When an injury or health condition affects your child’s quality of life or keeps them from doing what they love, your family can rely on Wellstar Pediatric Orthopedics to provide compassionate, comprehensive care. As your child grows, so do their bones and joints, and they need specialized expertise—whether they’ve broken a bone on the playground or have a congenital condition present at birth.
One in 1,000 babies is born with clubfoot, a condition in which one or both feet are turned inward and downward. If your child is affected by clubfoot, our pediatric orthopedic specialists provide expert care for this condition—supporting your child at every step of treatment.
The pediatric orthopedic team at Wellstar understands that medical procedures can be stressful for both young children and their families. Your child’s care team will personalize treatment to their individual needs, and they can answer any questions you have about clubfoot or managing the condition.

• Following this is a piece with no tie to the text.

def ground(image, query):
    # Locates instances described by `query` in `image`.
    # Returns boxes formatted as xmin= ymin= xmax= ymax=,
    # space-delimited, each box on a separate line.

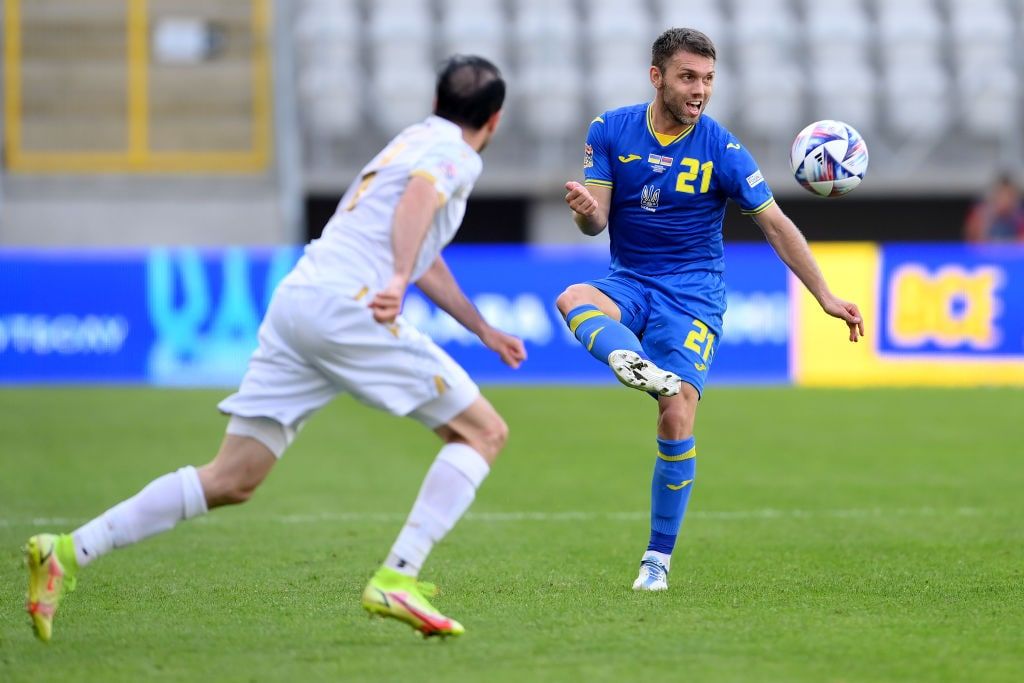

Care for clubfoot usually begins when the child is a few weeks old, with the goal of correcting the foot position before they learn to walk—minimizing the impact of the condition on the child’s long-term mobility.
“We use the Ponseti method, a nonsurgical approach that uses a series of casts and then bracing to gradually reposition the foot,” said Wellstar Pediatric Orthopedic Surgeon Dr. Michael Priola.
With this method, most patients wear a series of casts on their foot for about seven weeks, and the cast is switched out weekly in order to correct multiple deformities at once. Following casting, about 90% of patients require a minor procedure that releases the Achilles tendon, allowing further correction. A final cast is then worn for an additional three weeks. Once corrected, a brace is used to maintain the alignment. The brace is typically worn for two to four years to prevent the condition from returning.
“This method boasts a high success rate and avoids the need for extensive surgery,” Dr. Priola said. “However, in more severe cases or if the Ponseti method fails, more extensive surgical intervention may be considered.”
With timely and appropriate treatment, children born with clubfoot can experience significant improvement, leading to a bright future that is not limited by the condition.